まずは笑うです。散々身体の使い方を細かく説明してきたのに、いきなり拍子抜けな方法かもしれませんが、笑うというのは喉を開くためにも効果的な方法になります。

というのも、人は笑う時、力が自然に抜けます。すると、口や喉が自ずと大きく開くようになっているのです。

ということは、大きく笑うだけで喉を開くことができるということ。喉を開く感覚を掴むために、まずは意識して笑ってみてください。

割り箸を使う

カンタンに用意できるものを使って実践できる発生練習もあります。それが割り箸です。

まず割り箸を割り、左右の奥歯で一本ずつ噛んで固定してください。この状態を保ちながら、「アー」と発声してください。発声は出しやすい音程で大丈夫です。

この方法でなにがどうなるかというと、割り箸を噛むことで舌が奥に引っ込まないようになるので、喉が開いた状態をキープしながら発声できます。

割り箸さえあれば手軽に試せる方法なのでぜひ試してみてください。

タングトリル

いきなりの専門用語ですが、タングトリルは巻き舌のことです。

タングトリルは喉を開くための練習として効果的なだけでなく、歌声のトレーニングにも使われます。筋肉をリラックスさせることもできるので、あなどれませんね巻き舌。

やり方ですが、まずは口を開いて上の歯の裏に舌を当ててください。具体的な位置はラ行を発音するぐらいのところです。

そして息を吐いて舌先を振動させてください。これでタングトリルが実行できます。

普段行わない動作なので難しく感じるかもしれませんが、ポイントは舌先に力を入れずに、一定量の息を保つという点。

このタンプトリルを10秒以上継続できて、かつ音程を正確につけられるようになればマスターしたも同然です。

より上達したければボイストレーニング!

身体の使い方や我流でできる上達方法を伝授してきましたが、自分で練習するのが難しいという人も少なくないでしょう。そこでプロに発声を学ぶというのも一行です。

それがボイストレーニング。とはいえ聞いたことはあっても実態がよく分からない人も多いのではないでしょうか。

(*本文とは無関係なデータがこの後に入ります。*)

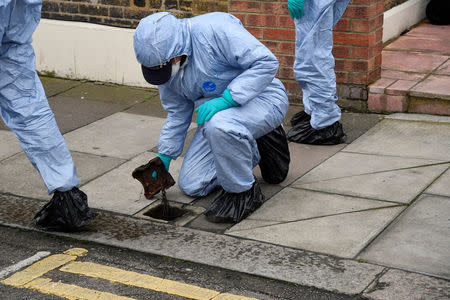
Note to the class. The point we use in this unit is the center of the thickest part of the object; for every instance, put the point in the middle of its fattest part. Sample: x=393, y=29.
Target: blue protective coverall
x=314, y=62
x=221, y=55
x=23, y=104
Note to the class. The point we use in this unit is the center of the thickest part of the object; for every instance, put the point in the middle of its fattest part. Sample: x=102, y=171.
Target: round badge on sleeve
x=209, y=86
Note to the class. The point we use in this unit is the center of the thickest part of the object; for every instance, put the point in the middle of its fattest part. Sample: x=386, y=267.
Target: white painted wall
x=95, y=52
x=403, y=16
x=87, y=51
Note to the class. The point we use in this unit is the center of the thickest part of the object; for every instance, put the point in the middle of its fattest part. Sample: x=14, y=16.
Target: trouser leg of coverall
x=224, y=150
x=23, y=104
x=314, y=61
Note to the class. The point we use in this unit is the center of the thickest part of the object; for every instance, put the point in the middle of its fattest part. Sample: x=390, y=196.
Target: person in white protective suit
x=210, y=63
x=25, y=110
x=314, y=71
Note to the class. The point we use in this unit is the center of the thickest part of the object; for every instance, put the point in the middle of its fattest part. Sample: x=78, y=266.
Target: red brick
x=286, y=21
x=343, y=25
x=358, y=78
x=430, y=106
x=341, y=51
x=360, y=52
x=379, y=35
x=241, y=17
x=287, y=47
x=356, y=39
x=342, y=77
x=275, y=8
x=261, y=20
x=400, y=87
x=380, y=86
x=387, y=103
x=278, y=34
x=361, y=12
x=374, y=75
x=366, y=1
x=359, y=25
x=256, y=32
x=286, y=73
x=245, y=6
x=380, y=7
x=286, y=60
x=273, y=46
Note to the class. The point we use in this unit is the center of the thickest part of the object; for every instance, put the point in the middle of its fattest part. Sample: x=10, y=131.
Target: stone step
x=410, y=92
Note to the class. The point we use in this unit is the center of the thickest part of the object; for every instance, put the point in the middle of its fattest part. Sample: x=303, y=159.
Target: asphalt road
x=17, y=245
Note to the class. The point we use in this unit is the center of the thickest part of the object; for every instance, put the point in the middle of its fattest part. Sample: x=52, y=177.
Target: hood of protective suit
x=160, y=37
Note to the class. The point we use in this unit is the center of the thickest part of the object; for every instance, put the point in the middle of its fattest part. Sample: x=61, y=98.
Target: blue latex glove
x=209, y=108
x=166, y=161
x=296, y=8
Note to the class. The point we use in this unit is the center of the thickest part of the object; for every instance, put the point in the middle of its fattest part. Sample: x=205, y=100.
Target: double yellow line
x=32, y=278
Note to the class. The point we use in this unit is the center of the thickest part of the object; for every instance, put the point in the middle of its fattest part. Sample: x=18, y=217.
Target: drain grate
x=162, y=212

じつは発声練習のボイストレーニングだけでなく、もう一つボーカルトレーニングというものがあります。これらが混同して余計によく分からなくなりがちなので、まずこの2つの違いについて説明しましょう。

平たく言えば、ボイストレーニングは発声トレーニングで、ボーカルトレーニングは歌唱トレーニングのことです。

ボイストレーニング=発声トレーニング

まずボイストレーニングとは、発声するために使う筋肉を自由自在に使えるようにするトレーニングです。

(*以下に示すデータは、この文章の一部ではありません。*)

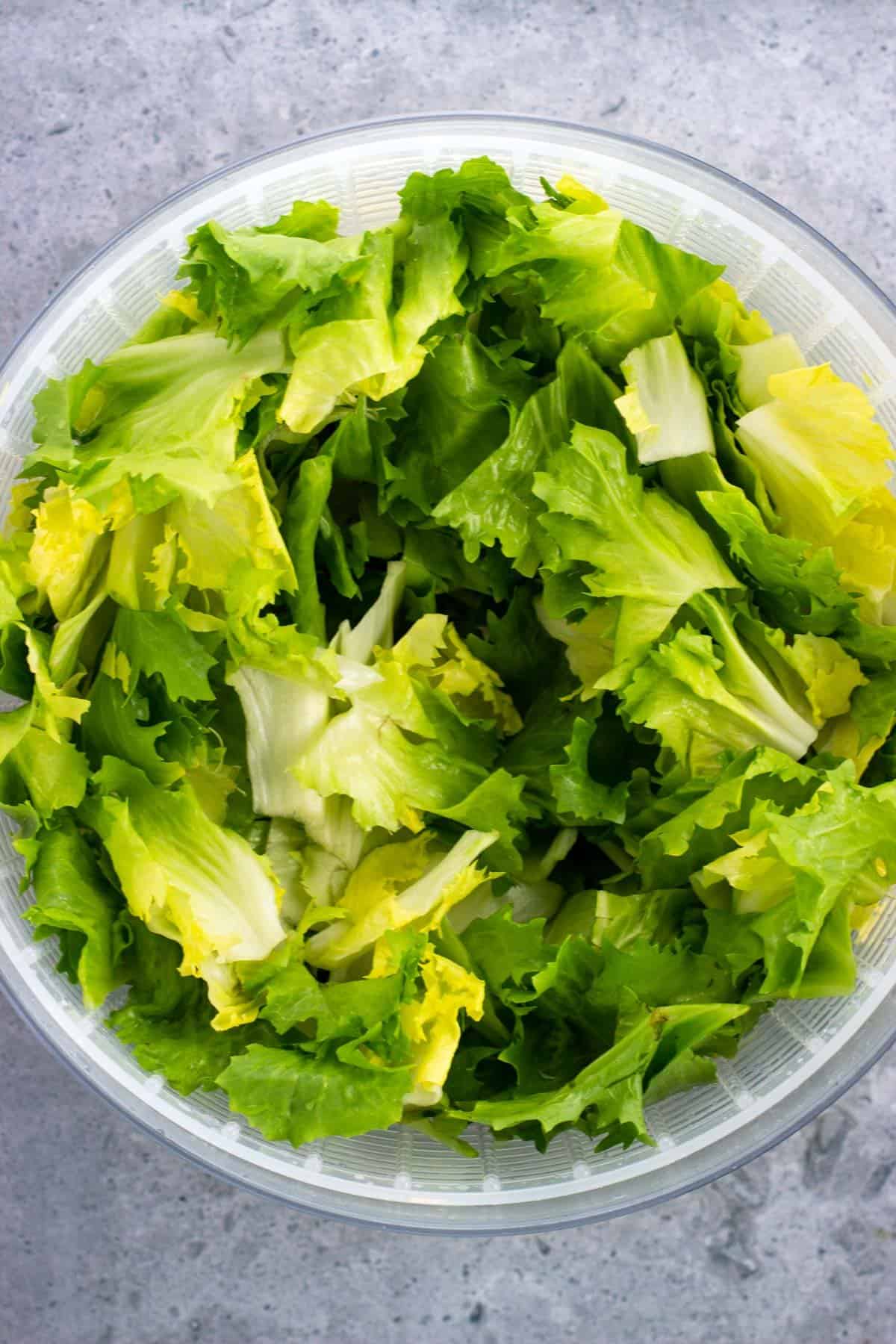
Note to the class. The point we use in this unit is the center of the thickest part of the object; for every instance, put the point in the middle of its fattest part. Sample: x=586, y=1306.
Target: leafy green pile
x=455, y=667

ボイストレーニングに重要なのが腹式呼吸とよくいわれますが、腹式呼吸が自在にできるようになっても歌が上達するわけではありません。

というのも、良い声というのは複数の筋肉群がうまいこと連携することで作られるので、呼吸だけが上達しても声は大きく変わりません。

発生に関わる筋肉は様々あります。呼吸はもちろん、発声、そして共鳴、さらに調音と、これらのプロセスに関わる筋肉を適切に動かすことで美声は生まれるのです。

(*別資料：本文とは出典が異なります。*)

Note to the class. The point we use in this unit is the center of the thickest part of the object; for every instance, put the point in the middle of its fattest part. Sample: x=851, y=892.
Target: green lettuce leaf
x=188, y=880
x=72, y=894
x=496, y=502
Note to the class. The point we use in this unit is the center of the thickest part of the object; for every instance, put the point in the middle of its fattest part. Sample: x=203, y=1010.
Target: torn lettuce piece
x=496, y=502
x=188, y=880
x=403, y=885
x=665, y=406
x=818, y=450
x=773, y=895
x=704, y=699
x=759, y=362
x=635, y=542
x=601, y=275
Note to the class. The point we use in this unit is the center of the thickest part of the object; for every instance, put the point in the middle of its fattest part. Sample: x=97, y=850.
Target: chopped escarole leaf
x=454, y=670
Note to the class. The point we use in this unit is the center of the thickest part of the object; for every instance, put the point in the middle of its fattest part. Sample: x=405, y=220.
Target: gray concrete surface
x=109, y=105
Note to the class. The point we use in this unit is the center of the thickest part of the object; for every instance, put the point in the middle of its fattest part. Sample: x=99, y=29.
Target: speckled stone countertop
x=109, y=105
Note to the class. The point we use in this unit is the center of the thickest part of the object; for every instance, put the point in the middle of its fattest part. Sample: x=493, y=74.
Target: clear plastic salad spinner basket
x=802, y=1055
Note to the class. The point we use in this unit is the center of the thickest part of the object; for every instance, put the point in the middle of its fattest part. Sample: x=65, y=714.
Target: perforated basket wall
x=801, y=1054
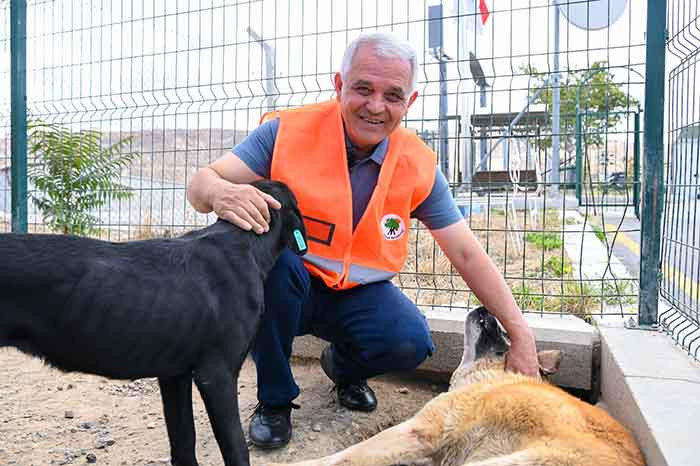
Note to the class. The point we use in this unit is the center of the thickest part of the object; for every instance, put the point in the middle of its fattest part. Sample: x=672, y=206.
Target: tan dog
x=490, y=417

ボイストレーニングは、美声を生み出すための筋肉の適切な使い方を学び、トレーニングするものだと考えてください。

ボーカルトレーニング=歌唱トレーニング

ボイストレーニングは声の筋肉の使い方のトレーニング。では、ボーカルトレーニングとはなにかというと、歌の演奏表現の幅を広げるためのトレーングです。

これまた難解な説明ですが、ボーカルテクニックと呼ばれるものは様々なものがあります。

たとえば声を震わせるテクニックである「ビブラート」を狙っていつでも出せるようになったり、音程をしたから上にズリ上げる「しゃくり上げ」を自在に使いこなすなど、歌の表現力を上げるテクニック全般のスキルを上げる練習がボーカルトレーニングと捉えてください。

歌唱力を上げるには声質とテクニックを高めるべし

質の高い声、つまり美声を出すだけではなく、声自体を思うがままに扱えるようになることが歌唱力に直結するので、声の質を上げることと、声を道具として好きなように使いこなせるようになる方法が別々にあるといことです。

つまり、ボイストレーニングとボーカルトレーニングのどちらもバランスよく高めていくことが、歌唱力をアップするためには必要になります。

とはいえ、どちらも慌てて練習しようとするのはオススメしません。というのも、良い声をつくるためには土台となるものが必要です。なので、土台がしっかりしていないのに歌唱のテクニックを磨いても、上達スピードは上がりません。いくらテクニックを多少磨いたとしても、幅の狭いテクニックだけでは歌える曲も限られるため、すぐに壁にぶつかってしまうでしょう。

様々な曲に対応できるようにするためにも、効率よく上達するには、土台となる発生練習からしっかり行うのがオススメ。遠回りなように見えて、基礎こそが最速の上達方法です。

基礎である自身の発声についてある程度のスキルがある人であれば、ボイストレーニングではなくボーカルトレーニングメインでもいいでしょう。

まず発声自体に不安がある人は、基礎であるボイストレーニングを積極的に行い、土台を固めてからテクニックを磨くようにするのが上達も感じやすいですよ。

人間の喉は生物界で唯一……窒息をする!!!

声に重要な喉という機関について、最後に豆知識的なコラムを紹介しましょう。

人間の喉というのは地球上でもかなり特殊なつくりをしています。

というの、人間の喉は食事と空気の通り道が一緒なのです。

「そんなの当たり前じゃん」と思うかもしれませんが、これは動物の中でも異常なこと。

動物の喉では立体交差といって、飲み込む道と呼吸する道が分かれています。つまり食べ物と空気の通り道は別々です。人に最も近いとされるチンパンジーですら立体交差の構造をしています。

人の喉だけが平面交差といわれる食べ物と空気の通り道が共通しているのは、発生の特殊性からだといわれています。ほかの生物にはない特殊な発声が行えるため、この平面交差の構造は人間にとって必要なもの。

ですが、動物の中でも唯一、カンタンに窒息を起こすというデメリットも抱えています。食べ物を食べただけで窒息して、運が悪ければ死亡するなんてことは、ほかの動物から見れば弱すぎる構造だといえるでしょう。

ちなみに発声方法は特殊とはいえ、声によるコミュニケーションは人間以外の生物でも可能とされています。クジラや猿、イルカなどは種族間の共通言語でやりとりが行えるので、声自体が人間だけのものというわけではありません。

人間だけが特別でないという話つながりでいうと、生後3ヶ月までは人間の喉も立体交差式になっています。そのため、息をしながらミルクを飲めるのです。

赤ちゃんは窒息しにくい構造が備わっているので一安心ですが、それ以降には窒息に気をつけなればならない人生が待っているということ。

くじらのように背中から派手に水飛沫をぶっ飛ばせる噴気孔もなければ、蛇のように丸呑みにしても呼吸できるような便利さはありませんが、発生の鍛錬をつめば美しい歌声を出すことができるので、食べ物食べて窒息しやすい代わりに(?)美声を発声できるようになって元をとるのがいい、かもしれませんよ?